Now and again, I would forget my “new normal” wasn’t actually normal. Most of my friends weren’t taking care of their parents. In fact, most of my friends’ parents were watching their babies. Sometimes I would jealously wonder what that was like. Sometimes I would get so mad. Sometimes I would break down crying. Sometimes I would catch myself daydreaming about my daughter having to care for me one day.
Having two ill parents created so much anxiety in me. When my dad died, there was almost an immediate calmness in my body. That calmness was the place where anxiety and fear lived. And when I was no longer worried all day (about my phone ringing…about checking charts…about all of the “whens” and “how longs” and “what ifs”) a bit of peace showed up.
But what filled that hole, I have found, is a profound sadness. An ache that won’t go away.

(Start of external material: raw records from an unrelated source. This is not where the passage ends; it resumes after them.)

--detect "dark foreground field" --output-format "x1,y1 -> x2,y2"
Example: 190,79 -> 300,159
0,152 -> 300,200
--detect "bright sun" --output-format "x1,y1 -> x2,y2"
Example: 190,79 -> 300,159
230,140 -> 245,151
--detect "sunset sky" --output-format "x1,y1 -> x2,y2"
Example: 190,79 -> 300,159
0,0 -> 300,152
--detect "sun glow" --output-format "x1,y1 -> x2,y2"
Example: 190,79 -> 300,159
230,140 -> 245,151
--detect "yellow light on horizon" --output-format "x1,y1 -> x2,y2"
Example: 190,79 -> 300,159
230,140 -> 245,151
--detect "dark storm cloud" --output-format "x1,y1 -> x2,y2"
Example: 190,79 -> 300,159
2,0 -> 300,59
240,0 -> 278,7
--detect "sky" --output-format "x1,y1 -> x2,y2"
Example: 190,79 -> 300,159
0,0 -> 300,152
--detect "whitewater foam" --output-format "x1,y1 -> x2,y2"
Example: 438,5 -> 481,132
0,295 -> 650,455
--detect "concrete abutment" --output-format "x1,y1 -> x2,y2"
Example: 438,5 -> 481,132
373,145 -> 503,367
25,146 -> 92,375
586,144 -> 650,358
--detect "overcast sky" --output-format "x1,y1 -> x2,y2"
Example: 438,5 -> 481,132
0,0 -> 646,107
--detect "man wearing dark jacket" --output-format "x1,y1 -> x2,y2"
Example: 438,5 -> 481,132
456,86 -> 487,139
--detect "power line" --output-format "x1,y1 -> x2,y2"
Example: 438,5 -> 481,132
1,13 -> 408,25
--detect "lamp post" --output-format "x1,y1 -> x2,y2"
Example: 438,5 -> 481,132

The past two years without my dad have been really hard, but they have also been (at times) so magical. Do you wonder how that can be? Grief isn’t a straight line. It’s having an empty cup that slowly gets refilled, drop by drop. It’s knock you down crying one second and lift you up laughing the next. It’s all the people you love reliving their favorite memories of the person you lost with you, strangers wrapping you in their arms, and texts/calls/messages that let you know you’re not alone. It’s breaking down when you realize you’ve just been too busy to comprehend the magnitude of what really happened. It’s all of the reminiscent toasts. It’s even the cussing. It’s all of it.
So, this Father’s Day, I will try hard to push the swearing to the back of my mind (he wouldn’t want me to upset my mom) and think of the many happy memories that are not clouded by tragedy. My dad set the bar high as a loving father, devoted husband, caring friend, and sweet Poppy. He was as stubborn as he was soft. He was as serious as he was funny. He was as much of an extrovert as he was an introvert (he sure loved movies in the basement!) He was a talker and a listener. He was one of a kind, and I’m so lucky he was mine.
I love you, Dad. I miss you every single day.